Computational insights into chemoselectivity of Trans-4-Hydroxy-L-Proline dehydratase HypD

The dehydration of trans-4-hydroxy-L-proline (t4L-HP) yielding 1-pyrroline-5-carboxylate in certain gut bacteria requires the glycyl radical enzyme HypD, while isomerisation of trans-4-hydroxy-D-proline (t4D-HP) generating 2-amino-4-ketopentanoate involves a homologous enzyme HplG. Although the former enzyme exhibits high chemoselectivity when catalysing the dehydration and is regarded as a promising target for treating bacteriacaused gut diseases, its catalytic mechanism remains elusive. Herein, we deeply investigated the two reaction pathways by carrying out theoretical studies at the QM/MM level. Our calculations show that, in HypD, a catalytic Cys434 radical facilitates the C delta-H activation in an initially deprotonated zwitterionic t4L-HP, which is followed by a heterolytic cleavage of t4L-HP's C gamma-O bond with a water formed being assisted by the conserved Asp279. In the isomerisation pathway, the Cys434 radical would abstract the hydrogen atom from C gamma of zwitterionic t4L-HP, and then Asp279 cleaves the C delta-N bond by abstracting a proton from the hydroxyl group of t4LHP. The two reaction paths are calculated to have barriers of 18.0 and 22.8 kcal/mol, respectively, which well explain HypD's chemoselectivity.
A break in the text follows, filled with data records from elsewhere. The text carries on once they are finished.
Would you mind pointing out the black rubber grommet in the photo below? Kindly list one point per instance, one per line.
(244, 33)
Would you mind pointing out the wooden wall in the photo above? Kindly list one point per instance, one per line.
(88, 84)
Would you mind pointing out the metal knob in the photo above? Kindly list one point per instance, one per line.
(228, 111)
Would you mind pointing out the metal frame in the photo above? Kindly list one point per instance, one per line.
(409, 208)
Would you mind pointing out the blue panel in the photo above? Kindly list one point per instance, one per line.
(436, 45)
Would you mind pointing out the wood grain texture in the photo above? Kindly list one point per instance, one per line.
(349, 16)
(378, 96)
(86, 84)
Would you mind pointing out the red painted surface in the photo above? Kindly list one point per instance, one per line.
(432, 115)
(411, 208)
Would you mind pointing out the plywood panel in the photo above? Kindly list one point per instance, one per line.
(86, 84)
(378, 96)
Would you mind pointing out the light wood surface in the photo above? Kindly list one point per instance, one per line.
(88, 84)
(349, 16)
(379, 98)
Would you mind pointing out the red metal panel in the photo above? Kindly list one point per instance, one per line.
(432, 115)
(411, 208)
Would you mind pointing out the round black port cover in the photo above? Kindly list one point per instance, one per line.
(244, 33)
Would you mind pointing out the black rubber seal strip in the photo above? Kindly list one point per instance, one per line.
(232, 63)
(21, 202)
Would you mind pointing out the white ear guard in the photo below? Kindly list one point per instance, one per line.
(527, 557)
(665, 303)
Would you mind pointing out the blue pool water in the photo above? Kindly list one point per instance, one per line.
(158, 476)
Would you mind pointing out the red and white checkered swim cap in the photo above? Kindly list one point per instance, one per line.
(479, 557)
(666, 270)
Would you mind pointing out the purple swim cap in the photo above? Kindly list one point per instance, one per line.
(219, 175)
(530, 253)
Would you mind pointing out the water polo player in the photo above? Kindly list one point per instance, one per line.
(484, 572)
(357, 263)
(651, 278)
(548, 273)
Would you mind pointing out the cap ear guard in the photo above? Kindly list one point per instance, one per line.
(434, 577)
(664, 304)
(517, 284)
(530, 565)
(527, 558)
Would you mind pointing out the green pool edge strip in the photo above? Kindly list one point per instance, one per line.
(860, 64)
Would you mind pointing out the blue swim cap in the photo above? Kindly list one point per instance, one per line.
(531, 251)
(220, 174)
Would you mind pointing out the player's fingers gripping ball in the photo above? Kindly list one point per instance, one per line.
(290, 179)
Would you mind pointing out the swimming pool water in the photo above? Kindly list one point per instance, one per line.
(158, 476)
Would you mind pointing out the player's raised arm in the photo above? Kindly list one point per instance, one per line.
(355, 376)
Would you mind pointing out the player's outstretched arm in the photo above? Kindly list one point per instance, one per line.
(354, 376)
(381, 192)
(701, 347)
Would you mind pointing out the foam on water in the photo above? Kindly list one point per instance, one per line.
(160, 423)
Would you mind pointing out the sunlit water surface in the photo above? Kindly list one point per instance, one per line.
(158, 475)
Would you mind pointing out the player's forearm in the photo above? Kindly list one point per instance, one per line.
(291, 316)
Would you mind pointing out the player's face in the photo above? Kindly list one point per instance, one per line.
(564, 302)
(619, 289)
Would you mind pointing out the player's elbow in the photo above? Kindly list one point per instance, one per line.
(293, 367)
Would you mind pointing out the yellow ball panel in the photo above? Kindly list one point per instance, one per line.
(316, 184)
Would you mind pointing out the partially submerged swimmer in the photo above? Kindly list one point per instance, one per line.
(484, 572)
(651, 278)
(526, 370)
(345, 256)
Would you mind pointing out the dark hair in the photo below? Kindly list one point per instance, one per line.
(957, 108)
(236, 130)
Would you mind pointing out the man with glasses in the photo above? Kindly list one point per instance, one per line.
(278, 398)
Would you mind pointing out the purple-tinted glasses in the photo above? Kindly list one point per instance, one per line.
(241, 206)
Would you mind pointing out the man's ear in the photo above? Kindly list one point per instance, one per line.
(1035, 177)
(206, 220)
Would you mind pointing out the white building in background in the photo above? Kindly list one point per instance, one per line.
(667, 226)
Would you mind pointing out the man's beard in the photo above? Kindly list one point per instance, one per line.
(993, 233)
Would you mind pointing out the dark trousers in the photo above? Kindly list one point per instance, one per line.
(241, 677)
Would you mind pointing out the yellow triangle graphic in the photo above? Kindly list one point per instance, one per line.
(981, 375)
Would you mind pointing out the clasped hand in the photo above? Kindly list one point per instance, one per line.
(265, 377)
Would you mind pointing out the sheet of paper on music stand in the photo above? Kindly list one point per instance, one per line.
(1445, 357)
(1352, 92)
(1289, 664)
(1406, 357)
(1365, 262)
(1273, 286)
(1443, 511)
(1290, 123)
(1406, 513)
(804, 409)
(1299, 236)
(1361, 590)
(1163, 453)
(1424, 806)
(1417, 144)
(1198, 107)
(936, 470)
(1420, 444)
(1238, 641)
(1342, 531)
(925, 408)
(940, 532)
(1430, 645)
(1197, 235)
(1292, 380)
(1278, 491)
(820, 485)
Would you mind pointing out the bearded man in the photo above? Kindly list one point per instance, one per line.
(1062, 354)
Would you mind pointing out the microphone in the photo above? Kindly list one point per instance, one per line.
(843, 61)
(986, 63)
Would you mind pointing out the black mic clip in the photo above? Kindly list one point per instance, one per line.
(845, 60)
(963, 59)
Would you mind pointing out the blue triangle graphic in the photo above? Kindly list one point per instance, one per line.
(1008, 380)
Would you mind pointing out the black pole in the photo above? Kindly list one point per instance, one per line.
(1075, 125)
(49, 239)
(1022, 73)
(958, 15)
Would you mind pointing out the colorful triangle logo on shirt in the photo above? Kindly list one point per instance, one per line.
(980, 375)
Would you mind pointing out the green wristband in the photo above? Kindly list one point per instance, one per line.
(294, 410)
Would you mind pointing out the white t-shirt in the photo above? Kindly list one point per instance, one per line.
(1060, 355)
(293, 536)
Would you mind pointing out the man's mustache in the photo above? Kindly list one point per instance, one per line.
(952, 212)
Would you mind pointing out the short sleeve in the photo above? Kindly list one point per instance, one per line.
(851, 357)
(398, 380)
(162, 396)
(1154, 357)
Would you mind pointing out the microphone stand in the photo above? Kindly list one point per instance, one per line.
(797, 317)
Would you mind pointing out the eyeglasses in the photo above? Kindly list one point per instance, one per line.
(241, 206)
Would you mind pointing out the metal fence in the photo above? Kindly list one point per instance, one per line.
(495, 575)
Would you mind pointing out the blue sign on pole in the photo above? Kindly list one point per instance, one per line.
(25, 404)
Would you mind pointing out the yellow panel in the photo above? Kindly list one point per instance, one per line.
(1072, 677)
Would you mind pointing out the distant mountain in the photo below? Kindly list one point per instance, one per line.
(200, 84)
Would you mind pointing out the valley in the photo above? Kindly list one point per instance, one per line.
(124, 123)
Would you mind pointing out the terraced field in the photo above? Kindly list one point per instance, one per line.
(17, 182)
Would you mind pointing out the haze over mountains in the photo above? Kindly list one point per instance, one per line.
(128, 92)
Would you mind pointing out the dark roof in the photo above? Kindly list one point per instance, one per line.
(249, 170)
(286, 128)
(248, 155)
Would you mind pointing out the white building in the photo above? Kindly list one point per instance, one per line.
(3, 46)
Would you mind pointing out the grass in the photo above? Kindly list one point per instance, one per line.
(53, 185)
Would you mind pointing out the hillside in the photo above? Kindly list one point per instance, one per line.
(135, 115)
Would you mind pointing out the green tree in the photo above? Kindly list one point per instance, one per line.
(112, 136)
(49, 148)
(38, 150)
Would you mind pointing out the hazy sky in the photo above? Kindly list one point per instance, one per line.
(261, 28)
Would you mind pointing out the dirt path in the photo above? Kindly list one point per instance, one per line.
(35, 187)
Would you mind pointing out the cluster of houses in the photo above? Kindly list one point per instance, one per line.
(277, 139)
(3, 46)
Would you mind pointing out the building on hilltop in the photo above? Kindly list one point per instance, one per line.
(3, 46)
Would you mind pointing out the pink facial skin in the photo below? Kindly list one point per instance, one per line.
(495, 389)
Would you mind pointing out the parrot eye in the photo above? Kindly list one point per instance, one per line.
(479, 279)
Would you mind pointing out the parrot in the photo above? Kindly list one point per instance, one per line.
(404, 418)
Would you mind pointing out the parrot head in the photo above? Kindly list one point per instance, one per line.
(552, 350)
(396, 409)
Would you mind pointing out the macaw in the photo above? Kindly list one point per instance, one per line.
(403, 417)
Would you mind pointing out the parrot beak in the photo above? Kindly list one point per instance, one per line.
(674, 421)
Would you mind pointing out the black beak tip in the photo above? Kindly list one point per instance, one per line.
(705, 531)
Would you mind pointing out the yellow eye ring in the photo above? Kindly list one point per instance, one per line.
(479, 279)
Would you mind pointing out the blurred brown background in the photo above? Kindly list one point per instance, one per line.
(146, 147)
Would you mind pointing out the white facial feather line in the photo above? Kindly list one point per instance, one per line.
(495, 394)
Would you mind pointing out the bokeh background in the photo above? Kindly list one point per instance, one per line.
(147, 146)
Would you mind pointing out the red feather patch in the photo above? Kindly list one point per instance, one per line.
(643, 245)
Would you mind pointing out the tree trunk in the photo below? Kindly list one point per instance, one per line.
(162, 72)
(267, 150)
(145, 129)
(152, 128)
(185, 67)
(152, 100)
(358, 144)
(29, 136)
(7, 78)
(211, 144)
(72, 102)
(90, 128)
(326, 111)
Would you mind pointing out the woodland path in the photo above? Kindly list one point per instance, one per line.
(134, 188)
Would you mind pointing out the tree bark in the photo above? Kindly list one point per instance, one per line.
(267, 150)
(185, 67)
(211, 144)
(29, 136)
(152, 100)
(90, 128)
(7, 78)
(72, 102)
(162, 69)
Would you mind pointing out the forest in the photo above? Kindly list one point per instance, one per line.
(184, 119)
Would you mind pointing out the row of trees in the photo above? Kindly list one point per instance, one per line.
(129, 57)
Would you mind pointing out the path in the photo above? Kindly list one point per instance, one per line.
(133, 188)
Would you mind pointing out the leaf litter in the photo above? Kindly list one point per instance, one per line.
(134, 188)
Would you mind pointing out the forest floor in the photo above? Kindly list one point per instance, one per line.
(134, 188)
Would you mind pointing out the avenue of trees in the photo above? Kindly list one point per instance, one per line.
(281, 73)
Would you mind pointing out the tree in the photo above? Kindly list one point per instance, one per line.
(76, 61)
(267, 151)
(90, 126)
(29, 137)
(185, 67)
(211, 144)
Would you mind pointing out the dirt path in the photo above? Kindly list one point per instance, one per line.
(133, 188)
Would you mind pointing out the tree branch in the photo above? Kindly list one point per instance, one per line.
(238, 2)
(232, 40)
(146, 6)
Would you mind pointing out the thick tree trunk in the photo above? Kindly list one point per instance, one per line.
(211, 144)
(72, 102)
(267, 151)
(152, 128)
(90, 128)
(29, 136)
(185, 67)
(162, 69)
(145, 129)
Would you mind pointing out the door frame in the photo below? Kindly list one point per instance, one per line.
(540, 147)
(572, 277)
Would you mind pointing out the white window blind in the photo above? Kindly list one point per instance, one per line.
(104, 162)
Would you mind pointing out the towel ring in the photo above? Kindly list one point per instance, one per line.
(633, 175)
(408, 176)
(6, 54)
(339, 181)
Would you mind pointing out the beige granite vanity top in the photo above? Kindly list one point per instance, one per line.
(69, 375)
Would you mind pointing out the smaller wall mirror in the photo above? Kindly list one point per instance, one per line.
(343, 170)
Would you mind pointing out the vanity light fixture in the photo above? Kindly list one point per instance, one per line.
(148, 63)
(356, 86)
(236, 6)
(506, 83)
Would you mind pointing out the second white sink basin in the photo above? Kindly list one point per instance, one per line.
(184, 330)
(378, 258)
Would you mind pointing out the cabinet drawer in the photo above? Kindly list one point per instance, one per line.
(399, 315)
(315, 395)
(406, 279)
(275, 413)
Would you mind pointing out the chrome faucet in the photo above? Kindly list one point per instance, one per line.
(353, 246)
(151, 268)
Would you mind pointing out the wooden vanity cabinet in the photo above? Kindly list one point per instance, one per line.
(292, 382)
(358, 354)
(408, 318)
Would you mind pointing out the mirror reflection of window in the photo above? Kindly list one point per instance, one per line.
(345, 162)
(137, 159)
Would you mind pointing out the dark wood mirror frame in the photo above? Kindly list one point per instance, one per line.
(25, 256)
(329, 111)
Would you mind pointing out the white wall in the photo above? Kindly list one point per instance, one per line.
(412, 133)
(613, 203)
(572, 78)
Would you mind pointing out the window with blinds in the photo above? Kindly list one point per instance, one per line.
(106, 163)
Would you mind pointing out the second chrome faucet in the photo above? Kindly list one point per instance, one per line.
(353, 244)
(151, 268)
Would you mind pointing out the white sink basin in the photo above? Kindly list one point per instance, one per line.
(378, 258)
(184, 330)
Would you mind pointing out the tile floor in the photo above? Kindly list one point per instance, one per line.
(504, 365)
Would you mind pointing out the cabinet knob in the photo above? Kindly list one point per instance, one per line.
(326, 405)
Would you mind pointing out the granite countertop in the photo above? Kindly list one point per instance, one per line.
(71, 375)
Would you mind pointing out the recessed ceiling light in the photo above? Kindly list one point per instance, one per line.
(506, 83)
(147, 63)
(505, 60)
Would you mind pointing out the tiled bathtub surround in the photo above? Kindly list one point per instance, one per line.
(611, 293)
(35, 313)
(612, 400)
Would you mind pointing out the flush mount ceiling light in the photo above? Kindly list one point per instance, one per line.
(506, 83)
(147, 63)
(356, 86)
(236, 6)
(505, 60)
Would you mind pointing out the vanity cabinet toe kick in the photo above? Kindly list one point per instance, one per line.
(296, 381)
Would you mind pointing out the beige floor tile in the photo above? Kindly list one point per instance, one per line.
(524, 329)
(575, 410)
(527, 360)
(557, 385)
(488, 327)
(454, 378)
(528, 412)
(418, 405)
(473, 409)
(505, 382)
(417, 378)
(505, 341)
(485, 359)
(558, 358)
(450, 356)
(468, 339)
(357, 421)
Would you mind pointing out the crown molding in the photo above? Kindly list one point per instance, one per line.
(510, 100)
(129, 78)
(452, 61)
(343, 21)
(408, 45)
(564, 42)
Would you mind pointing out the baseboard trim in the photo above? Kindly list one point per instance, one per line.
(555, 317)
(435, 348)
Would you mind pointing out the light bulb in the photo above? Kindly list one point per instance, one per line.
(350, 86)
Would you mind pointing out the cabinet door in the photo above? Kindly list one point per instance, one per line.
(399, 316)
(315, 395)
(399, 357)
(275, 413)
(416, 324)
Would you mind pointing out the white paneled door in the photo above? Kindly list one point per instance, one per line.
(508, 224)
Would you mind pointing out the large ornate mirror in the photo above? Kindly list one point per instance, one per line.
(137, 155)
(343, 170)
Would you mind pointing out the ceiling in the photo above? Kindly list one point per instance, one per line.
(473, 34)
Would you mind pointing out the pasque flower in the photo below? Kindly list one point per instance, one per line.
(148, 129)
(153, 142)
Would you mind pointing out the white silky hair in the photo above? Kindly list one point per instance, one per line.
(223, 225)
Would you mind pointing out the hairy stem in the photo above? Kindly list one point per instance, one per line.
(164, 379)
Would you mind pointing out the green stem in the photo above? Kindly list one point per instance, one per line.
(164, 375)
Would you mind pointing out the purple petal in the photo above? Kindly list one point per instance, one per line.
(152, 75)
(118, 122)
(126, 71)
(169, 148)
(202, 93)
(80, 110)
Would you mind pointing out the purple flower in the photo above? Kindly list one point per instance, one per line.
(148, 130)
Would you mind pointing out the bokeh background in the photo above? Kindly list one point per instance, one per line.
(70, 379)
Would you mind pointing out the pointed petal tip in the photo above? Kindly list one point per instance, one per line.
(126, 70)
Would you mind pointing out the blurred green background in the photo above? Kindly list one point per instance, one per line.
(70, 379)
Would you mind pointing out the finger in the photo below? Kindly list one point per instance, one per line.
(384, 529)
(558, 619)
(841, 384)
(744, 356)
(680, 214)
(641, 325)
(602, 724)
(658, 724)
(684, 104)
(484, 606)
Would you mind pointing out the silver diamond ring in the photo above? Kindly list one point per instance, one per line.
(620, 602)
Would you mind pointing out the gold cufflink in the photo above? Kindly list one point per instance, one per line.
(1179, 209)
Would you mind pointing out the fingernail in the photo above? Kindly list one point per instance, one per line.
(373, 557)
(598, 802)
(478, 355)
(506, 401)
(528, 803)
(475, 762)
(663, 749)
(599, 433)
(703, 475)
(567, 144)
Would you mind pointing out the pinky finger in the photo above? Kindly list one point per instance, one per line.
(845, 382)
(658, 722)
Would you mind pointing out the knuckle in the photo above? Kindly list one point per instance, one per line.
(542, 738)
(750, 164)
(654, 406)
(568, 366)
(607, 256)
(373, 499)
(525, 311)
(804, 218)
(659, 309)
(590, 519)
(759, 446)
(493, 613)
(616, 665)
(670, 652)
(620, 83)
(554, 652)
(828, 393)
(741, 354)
In the mechanisms suggested by our study, Asp279 plays a role as "proton shuttle" and regulates the protonation state of t4L-HP in the selective hydrogen atom abstraction invoked by the cysteine radical. Our findings provide an insight of universal significance into radical-based enzymatic catalysis and expand the understanding of how nature wisely modulates catalytic reactivity and selectivity by switching the substrate's protonation state.